2. Will the Syria-based Hizballah units, especially those securing the Shiite villages around Homs, stay there under accords reached between Assad and the rebels?
3. Will the ceasefire deals on which talks are due to begin soon in Moscow apply to HIzballah?
The general wisdom in the West and Israeli media is that Assad’s fall is inevitable and imminent.
The facts on the ground tell a different story. debkafile’s military sources report that Assad goes into political talks with his army controlling enough of the country to keep his regime in power for another two years at least, until the next presidential election expected to take place in 2014.
The Syrian ruler will seek to have Hizballah covered by a Syria ceasefire, hoping for Moscow’s backing on this point. Inclusion of this ally would strengthen his standing and boost his army.
It would also keep Tehran in the picture and gain its acquiescence to any deals struck in the Moscow talks. Assad understands that Iran will want to be sure Hizballah’s interests are protected and is fully capable of torpedoing any accords that throw its proxy to the wolves.

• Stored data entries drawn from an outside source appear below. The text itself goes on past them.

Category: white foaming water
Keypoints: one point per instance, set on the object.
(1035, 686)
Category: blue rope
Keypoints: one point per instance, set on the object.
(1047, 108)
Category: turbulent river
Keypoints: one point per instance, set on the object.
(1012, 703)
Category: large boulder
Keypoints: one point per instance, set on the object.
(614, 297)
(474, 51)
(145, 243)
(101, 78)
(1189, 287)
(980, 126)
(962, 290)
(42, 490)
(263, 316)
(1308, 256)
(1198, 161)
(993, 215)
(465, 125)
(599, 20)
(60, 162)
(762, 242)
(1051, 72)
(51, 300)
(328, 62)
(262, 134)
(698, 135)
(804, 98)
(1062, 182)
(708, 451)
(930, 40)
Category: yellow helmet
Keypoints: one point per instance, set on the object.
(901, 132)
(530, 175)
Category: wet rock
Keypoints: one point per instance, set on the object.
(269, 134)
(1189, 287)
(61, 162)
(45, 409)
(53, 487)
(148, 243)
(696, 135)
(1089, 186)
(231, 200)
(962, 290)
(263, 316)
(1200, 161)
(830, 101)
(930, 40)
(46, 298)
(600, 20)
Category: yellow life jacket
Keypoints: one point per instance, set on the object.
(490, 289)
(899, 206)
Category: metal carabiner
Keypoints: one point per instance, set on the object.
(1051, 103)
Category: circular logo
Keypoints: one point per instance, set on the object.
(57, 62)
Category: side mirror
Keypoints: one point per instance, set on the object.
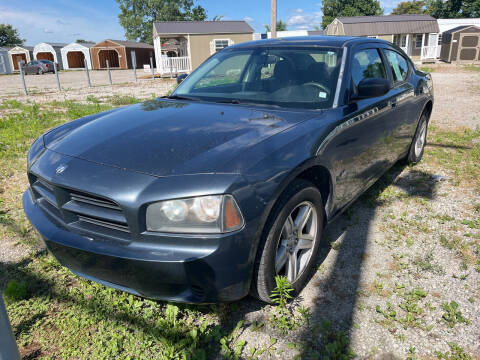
(373, 87)
(181, 77)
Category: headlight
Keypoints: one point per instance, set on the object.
(204, 214)
(35, 150)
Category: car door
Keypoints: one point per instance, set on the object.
(359, 150)
(404, 117)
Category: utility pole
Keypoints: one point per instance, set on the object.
(273, 20)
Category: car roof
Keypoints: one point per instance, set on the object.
(328, 41)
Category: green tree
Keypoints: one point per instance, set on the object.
(281, 26)
(453, 8)
(337, 8)
(137, 16)
(9, 36)
(409, 7)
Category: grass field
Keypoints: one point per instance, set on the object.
(58, 315)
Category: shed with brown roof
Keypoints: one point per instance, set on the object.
(118, 54)
(461, 44)
(416, 34)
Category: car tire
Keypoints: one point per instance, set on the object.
(419, 141)
(275, 240)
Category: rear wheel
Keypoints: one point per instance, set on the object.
(290, 242)
(419, 141)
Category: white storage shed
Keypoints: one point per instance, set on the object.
(49, 51)
(74, 54)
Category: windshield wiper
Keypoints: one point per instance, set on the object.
(236, 101)
(180, 97)
(229, 101)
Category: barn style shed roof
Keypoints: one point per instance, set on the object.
(459, 28)
(74, 44)
(388, 25)
(202, 27)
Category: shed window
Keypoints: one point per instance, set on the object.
(220, 44)
(398, 64)
(418, 41)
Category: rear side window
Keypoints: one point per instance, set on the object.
(367, 64)
(398, 64)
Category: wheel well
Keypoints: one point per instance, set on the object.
(428, 109)
(320, 177)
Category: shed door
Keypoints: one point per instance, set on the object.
(469, 48)
(47, 55)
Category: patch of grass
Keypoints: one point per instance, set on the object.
(427, 69)
(282, 319)
(456, 353)
(452, 315)
(426, 263)
(18, 130)
(472, 67)
(16, 291)
(119, 100)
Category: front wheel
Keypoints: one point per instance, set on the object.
(419, 141)
(291, 239)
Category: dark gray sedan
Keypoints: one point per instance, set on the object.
(40, 67)
(209, 194)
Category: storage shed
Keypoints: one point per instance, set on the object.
(4, 62)
(118, 54)
(20, 53)
(74, 54)
(49, 51)
(461, 44)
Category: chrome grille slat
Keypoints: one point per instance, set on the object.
(109, 225)
(73, 207)
(94, 201)
(45, 192)
(87, 209)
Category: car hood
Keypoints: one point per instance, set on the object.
(167, 137)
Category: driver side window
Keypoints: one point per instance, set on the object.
(367, 64)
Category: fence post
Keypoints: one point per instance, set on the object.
(134, 64)
(86, 71)
(151, 67)
(56, 75)
(8, 346)
(22, 76)
(108, 71)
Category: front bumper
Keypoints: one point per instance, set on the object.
(145, 270)
(173, 267)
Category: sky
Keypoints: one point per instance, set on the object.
(67, 20)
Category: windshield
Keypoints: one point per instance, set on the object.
(286, 77)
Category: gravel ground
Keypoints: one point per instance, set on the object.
(11, 85)
(457, 96)
(405, 240)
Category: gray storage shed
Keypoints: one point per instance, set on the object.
(4, 62)
(461, 45)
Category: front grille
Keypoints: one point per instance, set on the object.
(85, 212)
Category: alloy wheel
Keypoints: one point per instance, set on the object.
(296, 241)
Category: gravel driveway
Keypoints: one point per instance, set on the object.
(397, 272)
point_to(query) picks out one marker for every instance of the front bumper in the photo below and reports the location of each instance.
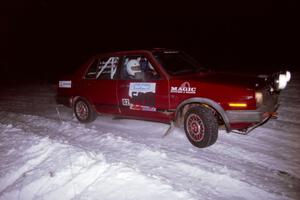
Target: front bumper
(249, 116)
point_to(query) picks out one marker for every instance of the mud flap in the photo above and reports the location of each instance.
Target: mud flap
(169, 130)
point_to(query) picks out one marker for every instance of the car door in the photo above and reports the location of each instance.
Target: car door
(142, 92)
(100, 84)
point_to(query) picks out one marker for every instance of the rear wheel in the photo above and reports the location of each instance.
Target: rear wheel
(201, 126)
(84, 112)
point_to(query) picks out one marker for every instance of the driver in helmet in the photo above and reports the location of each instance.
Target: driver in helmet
(133, 67)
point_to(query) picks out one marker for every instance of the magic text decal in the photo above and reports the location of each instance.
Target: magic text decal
(142, 96)
(184, 88)
(65, 84)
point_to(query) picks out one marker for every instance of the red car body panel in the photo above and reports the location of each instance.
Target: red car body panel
(167, 94)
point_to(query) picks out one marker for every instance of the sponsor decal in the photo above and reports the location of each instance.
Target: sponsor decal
(65, 84)
(142, 96)
(125, 102)
(184, 88)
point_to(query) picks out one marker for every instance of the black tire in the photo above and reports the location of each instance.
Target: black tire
(201, 126)
(84, 112)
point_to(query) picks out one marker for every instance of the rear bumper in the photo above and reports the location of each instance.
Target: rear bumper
(251, 116)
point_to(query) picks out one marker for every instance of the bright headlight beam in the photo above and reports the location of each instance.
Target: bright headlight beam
(282, 81)
(288, 76)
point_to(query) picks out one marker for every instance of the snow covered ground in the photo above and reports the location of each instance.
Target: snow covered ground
(46, 155)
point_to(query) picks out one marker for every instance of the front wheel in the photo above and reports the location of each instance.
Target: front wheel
(201, 126)
(84, 112)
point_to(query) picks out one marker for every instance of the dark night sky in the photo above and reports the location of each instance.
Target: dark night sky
(44, 39)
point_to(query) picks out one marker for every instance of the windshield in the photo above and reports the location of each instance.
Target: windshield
(178, 63)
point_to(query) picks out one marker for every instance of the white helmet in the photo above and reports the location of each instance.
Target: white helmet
(133, 67)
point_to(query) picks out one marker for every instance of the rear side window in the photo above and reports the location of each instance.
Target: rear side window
(103, 68)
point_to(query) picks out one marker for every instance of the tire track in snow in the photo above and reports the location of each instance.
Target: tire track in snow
(128, 151)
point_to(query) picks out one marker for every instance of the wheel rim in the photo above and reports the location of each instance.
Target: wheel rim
(195, 127)
(82, 110)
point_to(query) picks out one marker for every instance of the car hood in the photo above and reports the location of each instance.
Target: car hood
(240, 80)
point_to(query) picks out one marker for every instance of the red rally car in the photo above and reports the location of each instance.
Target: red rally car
(171, 87)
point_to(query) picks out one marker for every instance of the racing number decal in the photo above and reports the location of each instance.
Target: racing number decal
(142, 96)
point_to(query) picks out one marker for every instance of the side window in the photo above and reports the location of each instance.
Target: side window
(103, 68)
(137, 68)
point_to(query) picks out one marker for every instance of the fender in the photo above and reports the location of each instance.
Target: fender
(209, 102)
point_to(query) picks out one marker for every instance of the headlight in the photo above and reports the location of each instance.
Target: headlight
(282, 80)
(288, 76)
(259, 98)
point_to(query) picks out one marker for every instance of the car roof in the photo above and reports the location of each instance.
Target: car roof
(153, 50)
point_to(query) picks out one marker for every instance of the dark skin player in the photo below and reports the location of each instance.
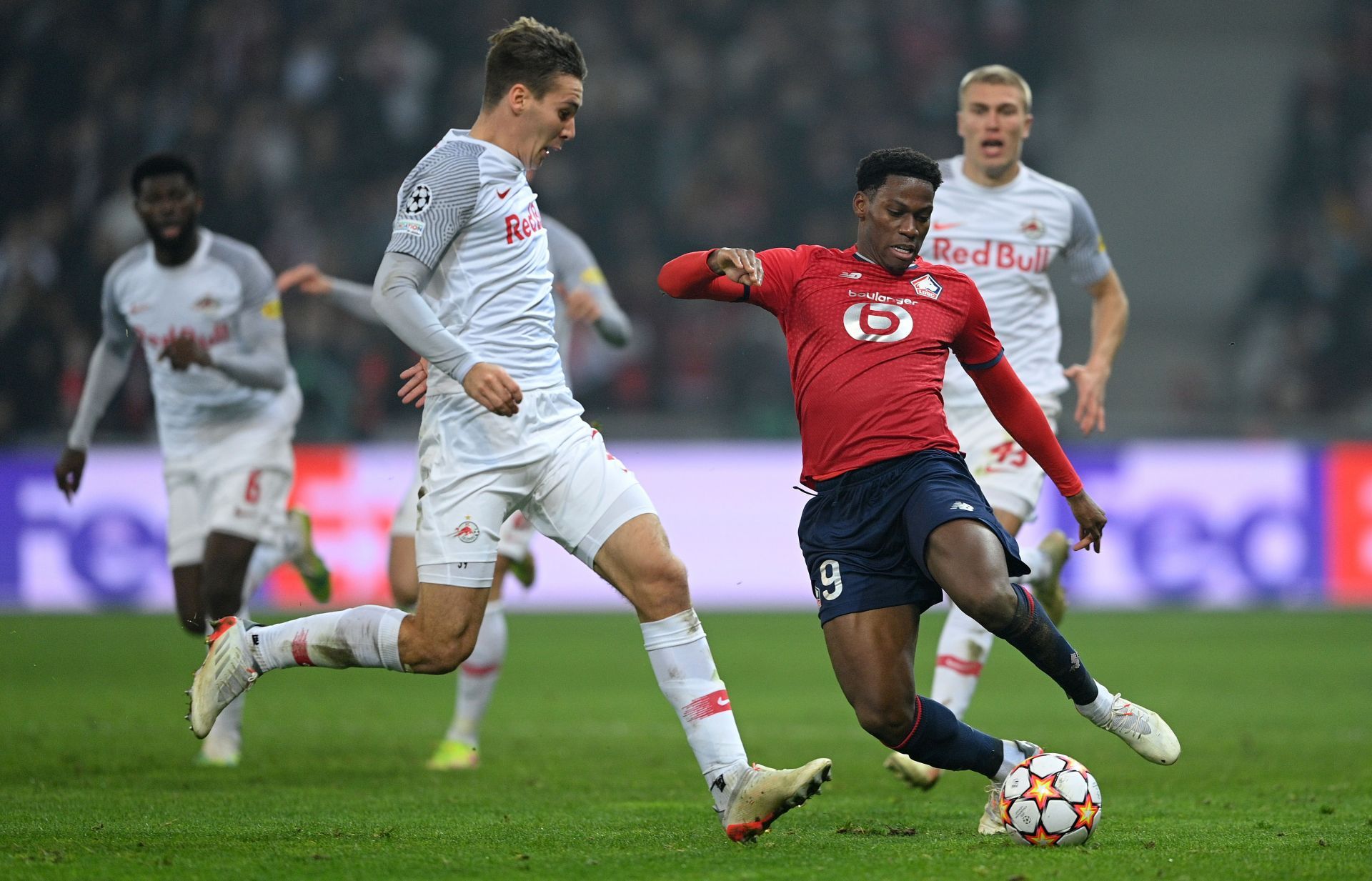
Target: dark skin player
(169, 207)
(873, 652)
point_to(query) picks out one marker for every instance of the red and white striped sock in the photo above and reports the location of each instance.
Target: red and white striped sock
(478, 675)
(368, 636)
(963, 647)
(686, 674)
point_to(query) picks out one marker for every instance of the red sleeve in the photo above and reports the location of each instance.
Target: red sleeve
(976, 345)
(690, 277)
(1014, 408)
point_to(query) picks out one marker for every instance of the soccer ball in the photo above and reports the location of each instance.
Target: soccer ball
(1050, 800)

The downing of the Israeli drone Wedneday over the Beqaa Valley was a move by the Syrian ruler to push Israel out of any discussion on the future role of Hizballah and the Beqaa Valley, as well as putting a stop to Israeli Air Force flights over the Beqaa and the Lebanese-Syrian border.
Israel has not so far responded to this step, but that doesn’t necessarily mean it will remain passive or stop its Lebanese overflights.
This chain of events could culminate over the weekend in the Syrian rebels making good on their ultimatum and attacking Hizballah targets. The Syrian civil war would then be thrust into the byway of a Sunni-Shiite showdown athwart the Syrian-Lebanese border.
Militarily, the rebels can’t stand up to Hizballah’s far more organized and professional capabilities. If they do decide to go on the offensive, they are liable to suffer heavy losses.